The age of the irrigation civilization was pre-eminently an age of technological innovation.
Please note that he is using technological as a qualifying modifier — a subset of innovation in general.
Not until a historical yesterday, the eighteenth century, did technological innovations emerge which were comparable in their scope and impact to those early changes in technology, tools, and processes.
Indeed, the technology of man remained essentially unchanged until the eighteenth century insofar as its impact on human life and human society is concerned.
But the irrigation civilizations were not only one of the great ages of technology.
They represent also mankind’s greatest and most productive age of social and political innovation.
More qualifiers
The historian of ideas is prone to go back to ancient Greece, to the Old Testament prophets, or to the China of the early dynasties for the sources of the beliefs that still move men to action.

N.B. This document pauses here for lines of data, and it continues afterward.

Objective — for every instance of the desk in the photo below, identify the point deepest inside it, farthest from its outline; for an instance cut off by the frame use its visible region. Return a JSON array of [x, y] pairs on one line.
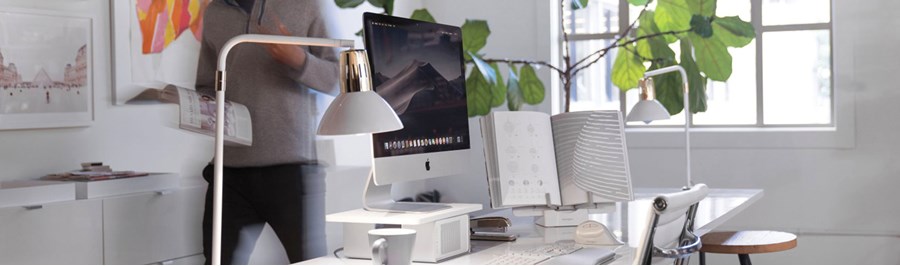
[[720, 206]]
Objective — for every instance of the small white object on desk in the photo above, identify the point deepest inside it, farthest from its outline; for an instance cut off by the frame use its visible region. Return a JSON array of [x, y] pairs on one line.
[[593, 232]]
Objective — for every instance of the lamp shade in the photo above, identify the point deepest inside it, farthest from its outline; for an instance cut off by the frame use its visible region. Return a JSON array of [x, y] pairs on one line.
[[358, 109], [358, 112], [648, 110]]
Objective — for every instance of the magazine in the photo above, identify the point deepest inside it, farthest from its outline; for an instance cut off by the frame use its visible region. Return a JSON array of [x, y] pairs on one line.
[[197, 113]]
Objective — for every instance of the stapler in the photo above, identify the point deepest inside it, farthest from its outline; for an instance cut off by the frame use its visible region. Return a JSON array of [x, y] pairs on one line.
[[490, 228]]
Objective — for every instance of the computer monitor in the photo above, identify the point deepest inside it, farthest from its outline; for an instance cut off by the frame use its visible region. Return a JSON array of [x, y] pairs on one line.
[[418, 68]]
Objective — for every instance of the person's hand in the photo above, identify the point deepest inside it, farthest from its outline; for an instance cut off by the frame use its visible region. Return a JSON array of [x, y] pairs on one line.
[[291, 55]]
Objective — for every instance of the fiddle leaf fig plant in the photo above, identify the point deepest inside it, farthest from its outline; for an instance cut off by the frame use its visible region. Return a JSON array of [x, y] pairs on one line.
[[692, 26]]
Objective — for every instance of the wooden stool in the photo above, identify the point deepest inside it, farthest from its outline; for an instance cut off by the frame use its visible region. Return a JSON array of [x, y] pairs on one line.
[[745, 243]]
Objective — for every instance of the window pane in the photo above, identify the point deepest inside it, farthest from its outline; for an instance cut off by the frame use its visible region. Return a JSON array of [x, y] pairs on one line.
[[782, 12], [730, 8], [733, 102], [600, 16], [592, 88], [797, 77]]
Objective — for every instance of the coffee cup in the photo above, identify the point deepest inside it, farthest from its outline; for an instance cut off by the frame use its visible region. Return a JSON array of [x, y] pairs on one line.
[[392, 246]]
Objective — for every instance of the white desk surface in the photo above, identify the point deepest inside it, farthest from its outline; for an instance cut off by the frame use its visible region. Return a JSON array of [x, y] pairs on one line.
[[720, 206]]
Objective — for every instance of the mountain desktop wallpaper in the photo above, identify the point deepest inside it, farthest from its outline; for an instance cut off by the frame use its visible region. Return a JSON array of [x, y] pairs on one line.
[[418, 70]]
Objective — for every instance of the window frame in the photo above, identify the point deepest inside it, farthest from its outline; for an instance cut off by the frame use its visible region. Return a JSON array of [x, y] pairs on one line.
[[838, 134]]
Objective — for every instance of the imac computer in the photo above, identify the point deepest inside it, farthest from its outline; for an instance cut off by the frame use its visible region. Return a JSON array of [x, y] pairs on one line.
[[418, 68]]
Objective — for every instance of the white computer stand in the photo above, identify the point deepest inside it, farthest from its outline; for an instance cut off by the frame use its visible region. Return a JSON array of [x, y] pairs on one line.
[[439, 235], [441, 232]]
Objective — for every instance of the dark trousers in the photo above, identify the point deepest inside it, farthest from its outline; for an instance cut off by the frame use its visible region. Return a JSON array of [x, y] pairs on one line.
[[291, 198]]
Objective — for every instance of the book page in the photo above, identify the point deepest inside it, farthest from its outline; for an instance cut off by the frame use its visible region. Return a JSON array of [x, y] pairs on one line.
[[592, 157], [523, 163]]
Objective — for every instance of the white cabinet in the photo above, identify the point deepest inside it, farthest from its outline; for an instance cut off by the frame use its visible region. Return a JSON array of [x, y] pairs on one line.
[[55, 233], [153, 227]]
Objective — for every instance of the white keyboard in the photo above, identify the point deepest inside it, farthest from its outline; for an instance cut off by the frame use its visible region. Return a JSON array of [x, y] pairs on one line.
[[518, 259], [534, 255]]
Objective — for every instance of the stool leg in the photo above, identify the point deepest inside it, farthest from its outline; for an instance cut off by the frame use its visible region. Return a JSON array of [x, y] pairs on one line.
[[744, 258]]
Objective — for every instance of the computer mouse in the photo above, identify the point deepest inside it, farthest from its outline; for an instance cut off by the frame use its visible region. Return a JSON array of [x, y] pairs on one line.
[[595, 233]]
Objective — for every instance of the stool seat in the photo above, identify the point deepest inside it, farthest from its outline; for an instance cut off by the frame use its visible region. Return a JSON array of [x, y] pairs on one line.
[[747, 242]]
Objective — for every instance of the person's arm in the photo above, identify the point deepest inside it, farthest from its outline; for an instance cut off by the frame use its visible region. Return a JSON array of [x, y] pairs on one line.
[[317, 68]]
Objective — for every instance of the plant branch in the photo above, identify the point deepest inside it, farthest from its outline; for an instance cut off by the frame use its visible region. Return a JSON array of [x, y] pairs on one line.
[[603, 51], [624, 33]]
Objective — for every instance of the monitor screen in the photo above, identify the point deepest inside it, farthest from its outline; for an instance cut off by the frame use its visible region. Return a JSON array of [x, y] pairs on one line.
[[418, 69]]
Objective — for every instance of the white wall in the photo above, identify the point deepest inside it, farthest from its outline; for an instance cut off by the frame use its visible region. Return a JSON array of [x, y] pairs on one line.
[[143, 138], [519, 30]]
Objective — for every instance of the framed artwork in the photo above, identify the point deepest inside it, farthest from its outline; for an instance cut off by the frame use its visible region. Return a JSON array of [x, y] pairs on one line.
[[46, 69], [155, 43]]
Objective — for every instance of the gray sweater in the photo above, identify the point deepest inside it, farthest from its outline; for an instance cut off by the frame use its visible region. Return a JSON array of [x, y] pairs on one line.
[[282, 108]]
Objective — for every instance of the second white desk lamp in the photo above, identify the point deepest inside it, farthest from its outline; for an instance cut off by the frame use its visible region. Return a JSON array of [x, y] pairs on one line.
[[649, 109]]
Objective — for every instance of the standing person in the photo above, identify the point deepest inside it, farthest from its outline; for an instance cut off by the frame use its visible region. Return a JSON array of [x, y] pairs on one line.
[[275, 180]]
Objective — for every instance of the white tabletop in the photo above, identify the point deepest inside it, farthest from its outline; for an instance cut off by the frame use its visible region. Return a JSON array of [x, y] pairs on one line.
[[720, 206]]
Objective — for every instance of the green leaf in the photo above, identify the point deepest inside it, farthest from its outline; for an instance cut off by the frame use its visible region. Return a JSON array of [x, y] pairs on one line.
[[348, 3], [475, 33], [532, 87], [672, 15], [638, 2], [478, 94], [712, 57], [648, 26], [701, 26], [668, 88], [733, 32], [696, 82], [514, 97], [422, 15], [706, 8], [498, 91], [579, 4], [627, 70], [377, 3], [489, 74]]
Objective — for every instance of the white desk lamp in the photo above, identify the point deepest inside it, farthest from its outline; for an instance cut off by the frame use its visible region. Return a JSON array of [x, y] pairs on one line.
[[649, 109], [356, 110]]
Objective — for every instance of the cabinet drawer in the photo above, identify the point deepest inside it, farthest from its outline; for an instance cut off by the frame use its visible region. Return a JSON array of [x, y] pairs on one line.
[[57, 233], [153, 227]]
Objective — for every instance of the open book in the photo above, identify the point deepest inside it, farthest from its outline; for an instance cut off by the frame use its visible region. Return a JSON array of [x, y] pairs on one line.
[[197, 113], [568, 159]]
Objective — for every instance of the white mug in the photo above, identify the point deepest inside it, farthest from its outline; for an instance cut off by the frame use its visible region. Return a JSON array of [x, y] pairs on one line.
[[392, 246]]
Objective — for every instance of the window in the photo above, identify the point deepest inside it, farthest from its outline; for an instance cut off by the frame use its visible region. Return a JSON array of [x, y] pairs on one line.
[[781, 79]]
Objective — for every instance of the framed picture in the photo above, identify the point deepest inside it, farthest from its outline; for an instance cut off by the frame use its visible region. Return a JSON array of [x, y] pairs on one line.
[[46, 69], [155, 43]]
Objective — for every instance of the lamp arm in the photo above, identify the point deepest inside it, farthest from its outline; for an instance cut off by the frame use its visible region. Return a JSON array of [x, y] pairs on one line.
[[220, 117], [687, 114]]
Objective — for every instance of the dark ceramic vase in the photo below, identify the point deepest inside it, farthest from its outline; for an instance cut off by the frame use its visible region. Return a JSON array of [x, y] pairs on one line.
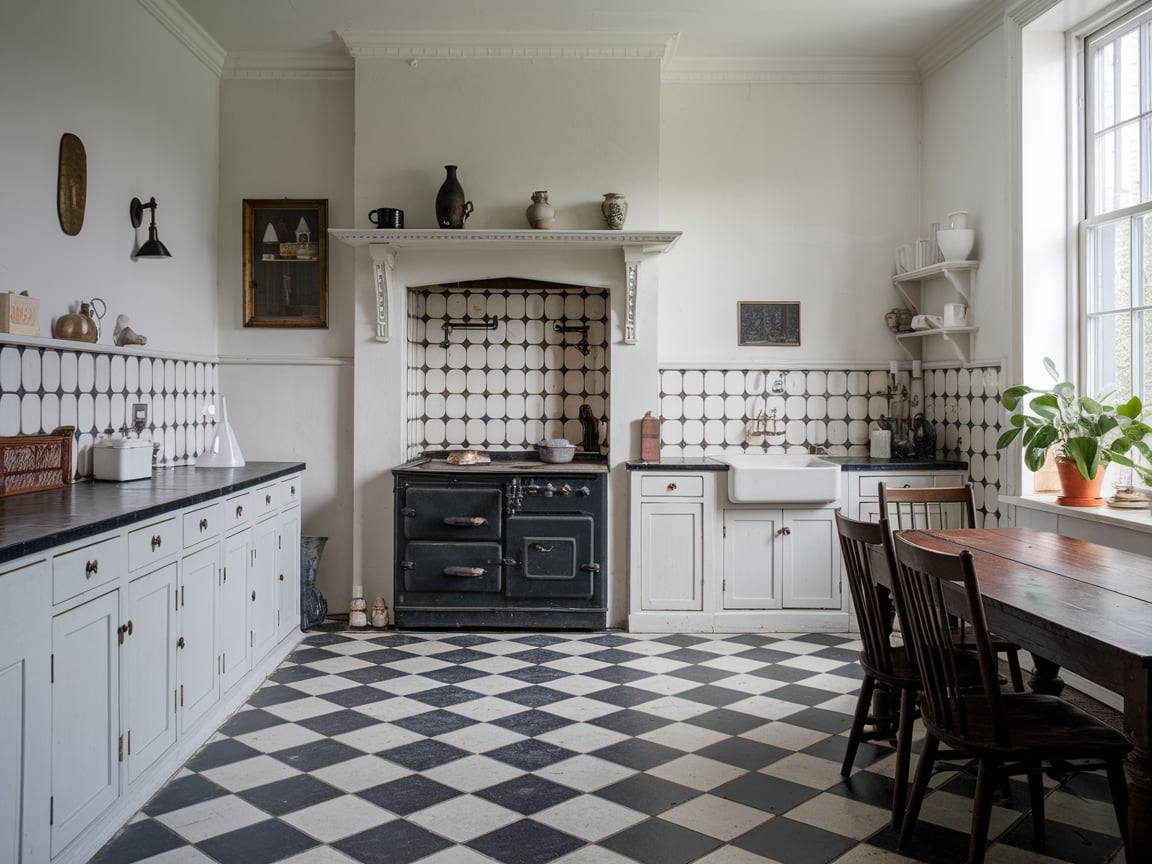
[[451, 207], [312, 605]]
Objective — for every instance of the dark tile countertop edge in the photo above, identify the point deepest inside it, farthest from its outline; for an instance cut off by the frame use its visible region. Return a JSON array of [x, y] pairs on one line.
[[847, 463], [36, 521]]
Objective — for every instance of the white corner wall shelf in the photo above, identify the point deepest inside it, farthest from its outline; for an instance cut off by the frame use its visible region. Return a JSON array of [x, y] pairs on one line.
[[384, 245], [961, 277]]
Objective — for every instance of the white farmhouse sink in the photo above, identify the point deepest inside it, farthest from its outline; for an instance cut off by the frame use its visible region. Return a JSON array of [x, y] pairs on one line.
[[781, 478]]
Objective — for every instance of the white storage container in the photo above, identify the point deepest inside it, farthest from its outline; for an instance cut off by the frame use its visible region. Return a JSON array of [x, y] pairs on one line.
[[122, 459]]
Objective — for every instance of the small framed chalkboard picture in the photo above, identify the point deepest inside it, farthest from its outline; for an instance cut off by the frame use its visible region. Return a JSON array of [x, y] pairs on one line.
[[768, 324]]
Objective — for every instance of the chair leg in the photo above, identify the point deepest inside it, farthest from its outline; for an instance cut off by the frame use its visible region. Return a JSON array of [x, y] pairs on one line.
[[982, 811], [863, 703], [1036, 794], [919, 787], [1119, 788], [1014, 671], [903, 755]]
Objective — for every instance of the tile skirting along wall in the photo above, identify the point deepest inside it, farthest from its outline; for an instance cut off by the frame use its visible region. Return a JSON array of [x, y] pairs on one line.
[[705, 411], [44, 387]]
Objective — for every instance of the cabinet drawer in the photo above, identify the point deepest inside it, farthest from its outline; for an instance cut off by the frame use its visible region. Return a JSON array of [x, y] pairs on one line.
[[76, 571], [672, 485], [202, 524], [290, 491], [152, 543], [870, 484], [265, 500], [237, 510]]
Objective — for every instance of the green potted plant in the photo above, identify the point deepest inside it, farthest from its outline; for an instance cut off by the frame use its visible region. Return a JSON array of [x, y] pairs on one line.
[[1085, 434]]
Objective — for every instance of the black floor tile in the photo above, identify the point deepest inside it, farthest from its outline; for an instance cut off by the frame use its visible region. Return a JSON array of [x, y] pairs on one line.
[[649, 794], [654, 841], [791, 842], [764, 791], [530, 755], [260, 843], [525, 842], [528, 794], [290, 794], [408, 794], [137, 841], [423, 755], [181, 793], [395, 842]]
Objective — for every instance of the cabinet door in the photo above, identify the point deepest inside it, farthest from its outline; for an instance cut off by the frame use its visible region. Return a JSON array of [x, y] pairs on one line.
[[24, 706], [196, 664], [235, 643], [85, 717], [811, 560], [148, 659], [288, 573], [672, 555], [262, 588], [751, 559]]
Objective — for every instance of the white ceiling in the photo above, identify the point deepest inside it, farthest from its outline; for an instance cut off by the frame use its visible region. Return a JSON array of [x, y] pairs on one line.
[[721, 29]]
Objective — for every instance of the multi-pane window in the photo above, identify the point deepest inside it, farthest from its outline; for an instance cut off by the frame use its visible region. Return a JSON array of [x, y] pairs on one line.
[[1118, 229]]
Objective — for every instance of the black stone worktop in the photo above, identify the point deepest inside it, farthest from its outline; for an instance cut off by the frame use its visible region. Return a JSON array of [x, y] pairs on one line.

But our fundamental social and political institutions antedate political philosophy by several thousand years.
They all were conceived and established in the early dawn of the irrigation civilizations.
Any one interested in social and governmental institutions and in social and political processes will increasingly have to go back to those early irrigation cities.
And, thanks to the work of archeologists and linguists during the last fifty years, we increasingly have the information, we increasingly know what the irrigation civilizations looked like, we increasingly can go back to them for our understanding both of antiquity and of modern society.
For essentially our present-day social and political institutions, practically without exception, were then created and established.
Here are a few examples.
(1) The irrigation city first established government as a distinct and permanent institution.
It established an impersonal government with a clear hierarchical structure in which very soon there arose a genuine bureaucracy—which is, of course, what enabled the irrigation cities to become irrigation empires.
Even more basic: the irrigation city first conceived of man as a citizen.
It had to go beyond the narrow bounds of tribe and clan and had to weld people of very different origins and blood into one community.
This required the first supra-tribal deity, the god of the city.
It also required the first clear distinction between custom and law and the development of an impersonal, abstract, codified legal system.
Indeed, practically all legal concepts, whether of criminal or of civil law, go back to the irrigation city.
The first great code of law, that of Hammurabi, almost four thousand years ago, would still be applicable to a good deal of legal business in today’s highly developed, industrial society.
The irrigation city also first developed a standing army—it had to.
For the farmer was defenseless and vulnerable and, above all, immobile.
The irrigation city which, thanks to its technology, produced a surplus, for the first time in human affairs, was a most attractive target for the barbarian outside the gates, the tribal nomads of steppe and desert.
And with the army came specific fighting technology and fighting equipment: the war horse and the chariot, the lance and the shield, armor and the catapult.
(2) It was in the irrigation city that social classes first developed.
It needed people permanently engaged in producing the farm products on which all the city lived; it needed farmers.
It needed soldiers to defend them.
And it needed a governing class with knowledge, that is, originally a priestly class.
Down to the end of the nineteenth century these three “estates” were still considered basic in society.*[1]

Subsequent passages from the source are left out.